As far as I understand, it’s impossible that a registered package depends on non-registered packages.
Would it be possible to relax the rule about 1.0 being a breaking change? I.e. from now on it could signal people are somehow happy with their package, and can then go from 0.x to 1.0 without a breaking change. And then in case you need a breaking change go straight to 2.0?
You wouldn’t go straight to 2.0, you’d first go to
0.(x+1) and then immediately tag
1.0 after that with the same code, like what we did with Julia
1.0 releasing simultaneously.
Wild suggestion: 1.0 must not be breaking, but rather it must be compatible with 0.x for the largest x on the registry. A compat bound
^1 would include the range 1.x to 0.1, so packages would update to 1.0 transparently. Packages depending on 0.z can specify that explicitly.

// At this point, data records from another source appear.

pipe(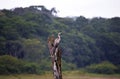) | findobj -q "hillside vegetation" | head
[0,6,120,72]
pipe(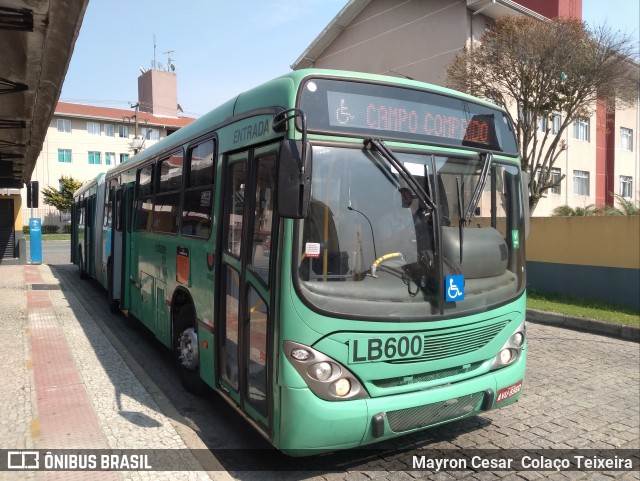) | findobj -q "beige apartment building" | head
[22,70,194,226]
[292,0,640,216]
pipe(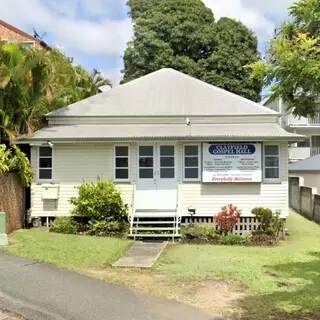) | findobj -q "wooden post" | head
[0,212,8,246]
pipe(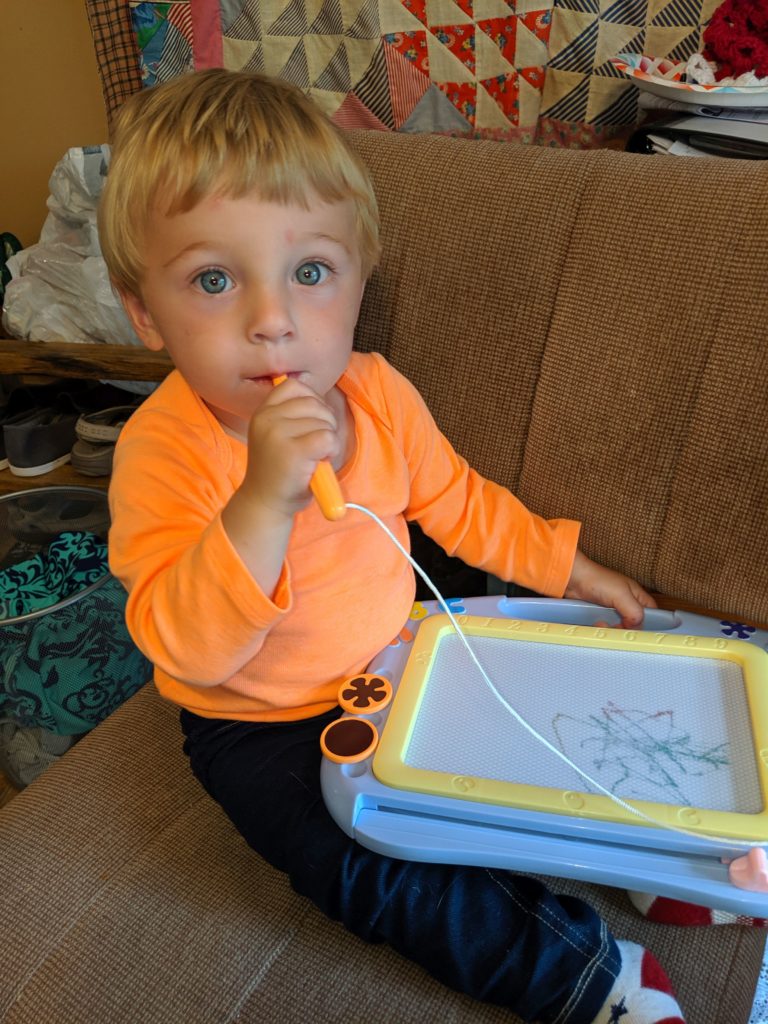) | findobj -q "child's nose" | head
[247,287,293,342]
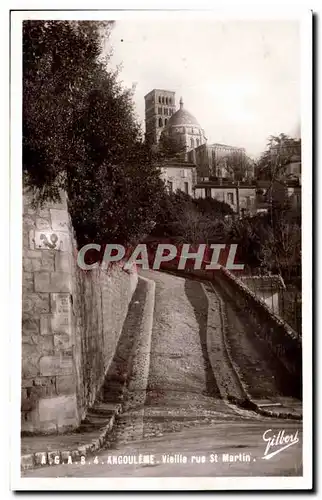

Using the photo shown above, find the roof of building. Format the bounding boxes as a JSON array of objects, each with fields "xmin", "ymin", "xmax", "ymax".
[
  {"xmin": 168, "ymin": 98, "xmax": 200, "ymax": 128},
  {"xmin": 162, "ymin": 158, "xmax": 196, "ymax": 168}
]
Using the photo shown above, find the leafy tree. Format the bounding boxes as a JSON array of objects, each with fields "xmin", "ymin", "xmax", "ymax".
[{"xmin": 23, "ymin": 21, "xmax": 164, "ymax": 245}]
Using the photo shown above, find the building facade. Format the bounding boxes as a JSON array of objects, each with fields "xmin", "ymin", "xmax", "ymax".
[
  {"xmin": 161, "ymin": 160, "xmax": 197, "ymax": 196},
  {"xmin": 194, "ymin": 181, "xmax": 256, "ymax": 215}
]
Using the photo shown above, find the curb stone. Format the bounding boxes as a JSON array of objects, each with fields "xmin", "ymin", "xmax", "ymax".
[
  {"xmin": 202, "ymin": 282, "xmax": 302, "ymax": 420},
  {"xmin": 20, "ymin": 276, "xmax": 155, "ymax": 470},
  {"xmin": 20, "ymin": 404, "xmax": 122, "ymax": 470}
]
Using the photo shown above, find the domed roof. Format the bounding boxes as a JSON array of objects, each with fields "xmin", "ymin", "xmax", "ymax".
[{"xmin": 168, "ymin": 98, "xmax": 200, "ymax": 128}]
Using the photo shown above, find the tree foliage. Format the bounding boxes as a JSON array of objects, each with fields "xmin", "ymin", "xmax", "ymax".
[{"xmin": 23, "ymin": 21, "xmax": 164, "ymax": 245}]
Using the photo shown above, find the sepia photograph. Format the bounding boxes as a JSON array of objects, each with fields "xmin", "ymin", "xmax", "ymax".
[{"xmin": 10, "ymin": 9, "xmax": 312, "ymax": 491}]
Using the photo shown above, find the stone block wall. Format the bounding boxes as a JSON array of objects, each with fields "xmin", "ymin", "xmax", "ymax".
[
  {"xmin": 21, "ymin": 193, "xmax": 137, "ymax": 433},
  {"xmin": 21, "ymin": 193, "xmax": 79, "ymax": 433},
  {"xmin": 215, "ymin": 267, "xmax": 302, "ymax": 396}
]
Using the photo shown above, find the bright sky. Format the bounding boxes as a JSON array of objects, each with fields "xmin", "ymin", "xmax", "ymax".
[{"xmin": 110, "ymin": 20, "xmax": 300, "ymax": 155}]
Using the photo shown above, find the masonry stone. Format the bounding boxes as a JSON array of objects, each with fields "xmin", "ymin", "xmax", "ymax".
[
  {"xmin": 21, "ymin": 188, "xmax": 138, "ymax": 433},
  {"xmin": 56, "ymin": 374, "xmax": 76, "ymax": 394},
  {"xmin": 35, "ymin": 271, "xmax": 71, "ymax": 292},
  {"xmin": 36, "ymin": 217, "xmax": 51, "ymax": 231},
  {"xmin": 54, "ymin": 335, "xmax": 72, "ymax": 352},
  {"xmin": 39, "ymin": 355, "xmax": 74, "ymax": 375},
  {"xmin": 50, "ymin": 208, "xmax": 69, "ymax": 231}
]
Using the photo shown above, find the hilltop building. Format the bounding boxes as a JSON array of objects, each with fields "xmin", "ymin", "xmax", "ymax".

This. A hundred times Yes.
The General registry has this policy, for very good reasons. It’s not a requirement from the package manager though and other registries could do things differently if they want. However, for most private registries it would still be recommended to have all dependencies in either the own registry or in General.
" used by" - in passive.
Meaning e.g. if many other registered packages already depend on one’s package, currently e.g. in version 0.3.4, for a year or two, the package author should consider moving to version 1.0, even if (s)he doesn’t consider the API perfectly stable yet.